Monday, November 18, 2013

BGP TTL Security check



By default, IOS sends BGP messages to EBGP neighbors with an IP time-to-live (TTL) of 1. Sending BGP messages with a TTL of 1 requires that the peer be directly connected, or the packets will expire in transit. Likewise, a BGP router will only accept incoming BGP messages with a TTL of 1, which can help mitigate spoofing attacks.
However, a remote attacker can adjust the TTL of sent packets so that they appear to be originating from a directly-connected peer.




By spoofing legitimate-looking packets toward a BGP router at high volume, result in denial of service (DoS).
The BGP Support for TTL Security Check feature introduces a lightweight security mechanism to protect eBGP peering sessions from CPU utilization-based attacks. These types of attacks are typically brute force Denial of Service (DoS) attacks that attempt to disable the network by flooding the network with IP packets.
This feature protects the eBGP peering session by comparing the value in the TTL field of received IP packets against a hop count that is configured locally for each eBGP peering session. If the value in the TTL field of the incoming IP packet is greater than or equal to the locally configured value, the IP packet is accepted and processed normally. If the TTL value in the IP packet is less than the locally configured value, the packet is silently discarded.

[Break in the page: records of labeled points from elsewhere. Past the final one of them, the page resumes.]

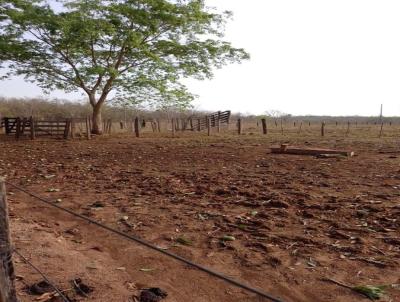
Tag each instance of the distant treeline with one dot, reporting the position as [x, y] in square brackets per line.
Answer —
[59, 109]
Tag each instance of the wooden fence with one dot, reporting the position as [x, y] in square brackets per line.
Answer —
[23, 126]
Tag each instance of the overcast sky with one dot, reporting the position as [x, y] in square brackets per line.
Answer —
[333, 57]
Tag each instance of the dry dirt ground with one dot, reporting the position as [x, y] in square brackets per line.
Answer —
[295, 219]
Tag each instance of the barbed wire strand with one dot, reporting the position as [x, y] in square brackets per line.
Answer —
[43, 275]
[153, 247]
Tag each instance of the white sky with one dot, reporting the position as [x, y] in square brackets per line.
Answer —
[333, 57]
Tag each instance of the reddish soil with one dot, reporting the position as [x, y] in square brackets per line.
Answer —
[295, 219]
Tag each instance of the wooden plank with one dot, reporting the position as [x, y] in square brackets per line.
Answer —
[285, 149]
[32, 128]
[7, 275]
[264, 124]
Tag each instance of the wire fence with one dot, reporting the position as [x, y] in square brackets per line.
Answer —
[148, 245]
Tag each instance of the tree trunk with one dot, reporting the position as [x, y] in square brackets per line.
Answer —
[97, 125]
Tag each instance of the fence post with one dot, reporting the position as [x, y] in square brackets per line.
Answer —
[137, 127]
[380, 133]
[240, 126]
[88, 128]
[264, 124]
[18, 128]
[158, 125]
[72, 128]
[7, 275]
[67, 128]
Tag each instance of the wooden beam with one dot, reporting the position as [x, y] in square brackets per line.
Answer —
[285, 149]
[7, 275]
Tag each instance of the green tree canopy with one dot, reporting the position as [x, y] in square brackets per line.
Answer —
[139, 49]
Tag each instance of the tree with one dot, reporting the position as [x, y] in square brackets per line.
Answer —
[138, 50]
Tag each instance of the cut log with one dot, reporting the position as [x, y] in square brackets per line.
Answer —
[285, 149]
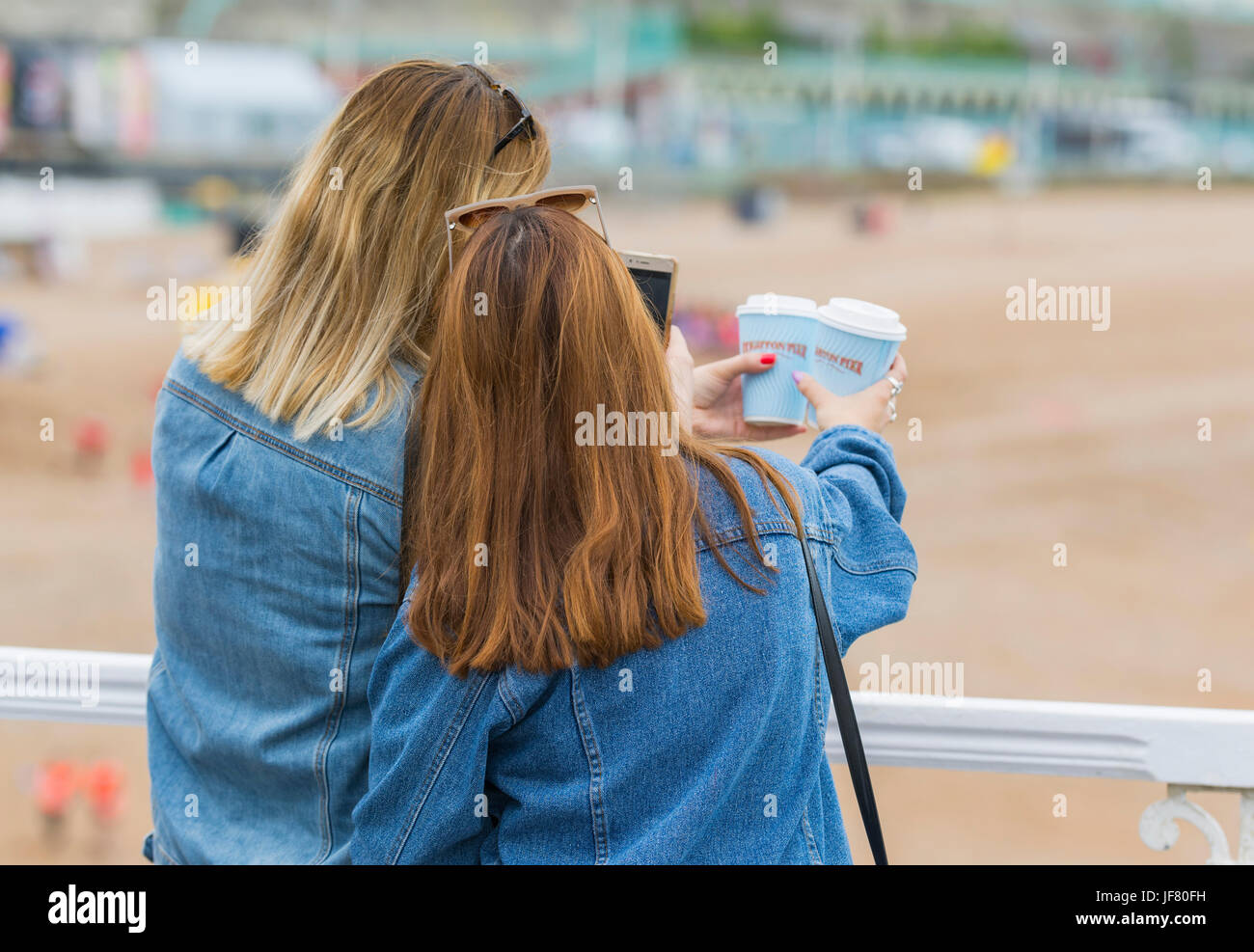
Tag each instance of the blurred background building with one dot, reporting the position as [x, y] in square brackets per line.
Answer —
[927, 154]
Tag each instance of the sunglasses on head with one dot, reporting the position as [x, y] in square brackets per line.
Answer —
[468, 217]
[526, 124]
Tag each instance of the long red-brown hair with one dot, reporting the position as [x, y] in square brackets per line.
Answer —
[534, 550]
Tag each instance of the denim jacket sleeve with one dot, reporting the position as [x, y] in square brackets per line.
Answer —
[426, 802]
[857, 500]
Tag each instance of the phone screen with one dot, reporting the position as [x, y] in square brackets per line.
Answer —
[655, 287]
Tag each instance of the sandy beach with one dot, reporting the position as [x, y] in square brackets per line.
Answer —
[1032, 434]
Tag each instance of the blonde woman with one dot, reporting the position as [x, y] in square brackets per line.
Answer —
[277, 453]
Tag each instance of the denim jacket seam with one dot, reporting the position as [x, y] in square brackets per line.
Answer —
[592, 751]
[810, 843]
[287, 449]
[450, 738]
[342, 664]
[506, 697]
[819, 713]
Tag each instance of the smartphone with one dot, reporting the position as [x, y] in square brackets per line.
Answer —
[655, 278]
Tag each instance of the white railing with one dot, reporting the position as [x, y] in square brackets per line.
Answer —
[1184, 748]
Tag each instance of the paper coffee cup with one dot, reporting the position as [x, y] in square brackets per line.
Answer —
[854, 345]
[784, 326]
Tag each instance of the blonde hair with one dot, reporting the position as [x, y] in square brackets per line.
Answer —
[345, 279]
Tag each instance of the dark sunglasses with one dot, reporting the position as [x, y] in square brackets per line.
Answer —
[526, 124]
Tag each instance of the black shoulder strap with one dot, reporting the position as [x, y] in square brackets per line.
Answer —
[845, 718]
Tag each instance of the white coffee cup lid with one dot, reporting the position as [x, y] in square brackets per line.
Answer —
[869, 320]
[778, 305]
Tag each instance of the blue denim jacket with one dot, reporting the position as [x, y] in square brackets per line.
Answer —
[709, 748]
[276, 581]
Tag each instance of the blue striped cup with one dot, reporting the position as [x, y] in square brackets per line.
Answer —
[856, 343]
[785, 326]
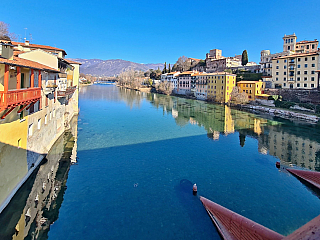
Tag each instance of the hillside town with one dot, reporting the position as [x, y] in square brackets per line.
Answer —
[296, 67]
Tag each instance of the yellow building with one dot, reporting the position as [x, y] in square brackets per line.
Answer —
[220, 86]
[254, 89]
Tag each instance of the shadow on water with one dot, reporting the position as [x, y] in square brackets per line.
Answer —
[36, 204]
[195, 209]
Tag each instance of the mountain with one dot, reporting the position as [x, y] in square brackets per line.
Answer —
[112, 67]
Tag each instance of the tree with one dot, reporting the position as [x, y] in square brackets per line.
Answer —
[4, 32]
[244, 59]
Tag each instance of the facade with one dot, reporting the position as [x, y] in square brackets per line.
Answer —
[201, 86]
[296, 71]
[35, 110]
[184, 82]
[251, 88]
[220, 86]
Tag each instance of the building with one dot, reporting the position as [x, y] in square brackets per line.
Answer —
[220, 86]
[201, 86]
[296, 71]
[290, 47]
[38, 98]
[253, 89]
[184, 82]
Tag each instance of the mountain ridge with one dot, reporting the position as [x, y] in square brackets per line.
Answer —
[112, 67]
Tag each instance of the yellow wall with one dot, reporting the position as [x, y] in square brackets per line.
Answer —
[220, 86]
[41, 57]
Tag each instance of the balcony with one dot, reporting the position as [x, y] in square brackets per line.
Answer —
[67, 93]
[14, 98]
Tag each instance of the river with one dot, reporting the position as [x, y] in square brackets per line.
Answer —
[138, 155]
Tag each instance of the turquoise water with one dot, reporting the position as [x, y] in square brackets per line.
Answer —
[139, 154]
[133, 155]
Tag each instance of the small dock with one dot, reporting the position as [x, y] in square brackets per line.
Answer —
[309, 176]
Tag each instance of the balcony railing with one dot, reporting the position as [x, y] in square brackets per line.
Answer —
[18, 97]
[68, 92]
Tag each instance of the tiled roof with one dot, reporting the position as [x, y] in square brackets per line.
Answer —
[296, 55]
[26, 63]
[72, 62]
[38, 46]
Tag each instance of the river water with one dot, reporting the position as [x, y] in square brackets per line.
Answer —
[139, 154]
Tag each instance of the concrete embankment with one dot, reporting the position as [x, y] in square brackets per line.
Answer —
[286, 114]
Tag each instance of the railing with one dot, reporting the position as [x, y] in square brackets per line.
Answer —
[18, 97]
[69, 91]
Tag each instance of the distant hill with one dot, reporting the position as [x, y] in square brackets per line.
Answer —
[112, 67]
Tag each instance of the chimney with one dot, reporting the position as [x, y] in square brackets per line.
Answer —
[6, 50]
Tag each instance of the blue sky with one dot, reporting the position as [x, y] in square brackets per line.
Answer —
[146, 31]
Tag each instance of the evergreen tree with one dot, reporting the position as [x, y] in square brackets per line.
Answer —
[244, 59]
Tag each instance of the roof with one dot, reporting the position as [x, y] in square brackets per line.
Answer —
[245, 82]
[305, 41]
[39, 46]
[297, 55]
[234, 226]
[26, 63]
[72, 62]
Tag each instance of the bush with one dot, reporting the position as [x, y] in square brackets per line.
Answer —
[284, 104]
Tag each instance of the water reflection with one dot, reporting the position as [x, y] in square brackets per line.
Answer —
[36, 205]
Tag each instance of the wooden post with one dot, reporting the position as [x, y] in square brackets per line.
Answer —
[32, 79]
[18, 78]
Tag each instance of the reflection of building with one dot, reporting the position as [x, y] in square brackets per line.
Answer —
[38, 97]
[253, 89]
[290, 148]
[40, 205]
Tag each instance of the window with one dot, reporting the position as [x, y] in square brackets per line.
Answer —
[30, 129]
[39, 123]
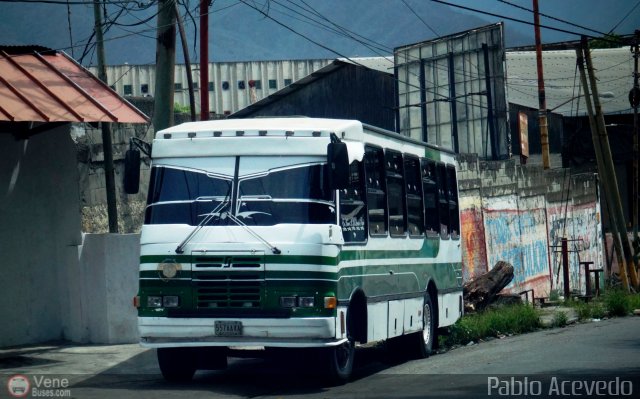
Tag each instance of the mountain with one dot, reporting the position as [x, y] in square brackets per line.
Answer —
[239, 32]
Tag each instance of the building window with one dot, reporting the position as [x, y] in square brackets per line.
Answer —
[394, 168]
[257, 84]
[376, 191]
[430, 190]
[413, 187]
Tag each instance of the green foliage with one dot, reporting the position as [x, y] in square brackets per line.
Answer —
[617, 303]
[559, 319]
[514, 319]
[607, 41]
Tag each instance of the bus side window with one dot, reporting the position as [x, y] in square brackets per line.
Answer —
[443, 201]
[395, 189]
[452, 189]
[352, 206]
[376, 190]
[413, 187]
[429, 187]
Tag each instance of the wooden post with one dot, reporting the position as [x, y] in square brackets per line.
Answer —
[107, 146]
[165, 65]
[204, 60]
[187, 63]
[542, 99]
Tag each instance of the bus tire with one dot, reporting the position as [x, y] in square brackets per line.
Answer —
[339, 362]
[176, 364]
[421, 344]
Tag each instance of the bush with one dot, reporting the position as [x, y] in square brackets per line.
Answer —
[514, 319]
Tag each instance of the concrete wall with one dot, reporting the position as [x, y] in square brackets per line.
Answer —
[520, 213]
[39, 233]
[104, 285]
[90, 167]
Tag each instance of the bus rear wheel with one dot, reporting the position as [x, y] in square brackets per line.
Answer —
[177, 364]
[421, 343]
[339, 361]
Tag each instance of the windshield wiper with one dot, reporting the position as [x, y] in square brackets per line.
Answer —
[215, 212]
[240, 223]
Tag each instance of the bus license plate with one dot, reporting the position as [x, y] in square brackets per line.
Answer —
[228, 328]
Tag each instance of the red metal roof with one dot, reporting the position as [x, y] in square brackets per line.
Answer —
[48, 86]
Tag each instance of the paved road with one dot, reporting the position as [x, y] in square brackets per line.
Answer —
[592, 351]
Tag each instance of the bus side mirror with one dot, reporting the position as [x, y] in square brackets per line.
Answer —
[132, 171]
[338, 165]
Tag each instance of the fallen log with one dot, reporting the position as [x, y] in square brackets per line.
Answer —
[481, 291]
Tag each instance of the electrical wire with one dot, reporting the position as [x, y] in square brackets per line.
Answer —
[625, 17]
[552, 17]
[419, 17]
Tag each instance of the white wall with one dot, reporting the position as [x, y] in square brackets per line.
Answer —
[106, 282]
[55, 283]
[39, 232]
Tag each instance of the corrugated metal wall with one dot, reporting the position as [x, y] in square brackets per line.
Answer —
[229, 87]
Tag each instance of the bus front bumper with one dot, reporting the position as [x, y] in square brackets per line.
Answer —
[159, 332]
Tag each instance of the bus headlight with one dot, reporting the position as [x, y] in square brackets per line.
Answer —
[154, 301]
[288, 301]
[170, 301]
[306, 302]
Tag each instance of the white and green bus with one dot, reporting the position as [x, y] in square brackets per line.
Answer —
[317, 234]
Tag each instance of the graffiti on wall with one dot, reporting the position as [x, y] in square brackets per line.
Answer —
[518, 236]
[581, 226]
[474, 255]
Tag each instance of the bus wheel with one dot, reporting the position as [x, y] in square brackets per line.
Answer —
[421, 344]
[176, 364]
[340, 361]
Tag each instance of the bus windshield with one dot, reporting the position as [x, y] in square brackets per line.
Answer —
[285, 194]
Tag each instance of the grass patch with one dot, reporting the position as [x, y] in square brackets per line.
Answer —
[514, 319]
[617, 302]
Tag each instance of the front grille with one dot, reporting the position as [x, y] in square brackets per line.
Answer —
[225, 291]
[228, 282]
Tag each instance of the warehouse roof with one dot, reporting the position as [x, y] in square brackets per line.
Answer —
[42, 85]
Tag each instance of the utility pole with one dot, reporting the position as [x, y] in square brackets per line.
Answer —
[165, 65]
[204, 60]
[606, 183]
[187, 63]
[542, 99]
[634, 98]
[110, 184]
[616, 204]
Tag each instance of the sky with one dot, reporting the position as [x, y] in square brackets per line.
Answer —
[244, 30]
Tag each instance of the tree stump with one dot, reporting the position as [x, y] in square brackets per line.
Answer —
[480, 292]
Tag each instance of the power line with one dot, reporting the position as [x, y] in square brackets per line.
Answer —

The BGP peering session is not affected by incoming packets that contain invalid TTL values. The BGP peering session will remain open.
To configure this feature for an existing multihop session, you must first disable the existing peering session with the no neighbor ebgp-multihop command. The multihop peering session will be restored when you enable this feature with the neighbor ttl-security command.

Examples
The following example sets the expected incoming TTL value for a directly connected EBGP peer. The hop-count argument is set to 2 configuring BGP to only accept IP packets with a TTL count in the header that is equal to or greater than 253. If the 10.1.1.1 neighbor is more than 2 hops away, the peering session will not be accepted.
neighbor 10.1.1.1 ttl-security hops 2
Use Sh ip bgp neighbors command to check following output.
External BGP neighbor may be up to 2 hops away.
Minimum incoming TTL 253, Outgoing TTL 255
In the Peer router if you configure as ebgp-multihop 3 then it will not establish BGP neighborship. Sh ip bgp neighbors command will display following output in that Router.
External BGP neighbor may be up to 3 hops away.
Minimum incoming TTL 0, Outgoing TTL 3
Neighbor state will be stopped at OpenConfirm state. (Remote Router will be in OpenSent state.)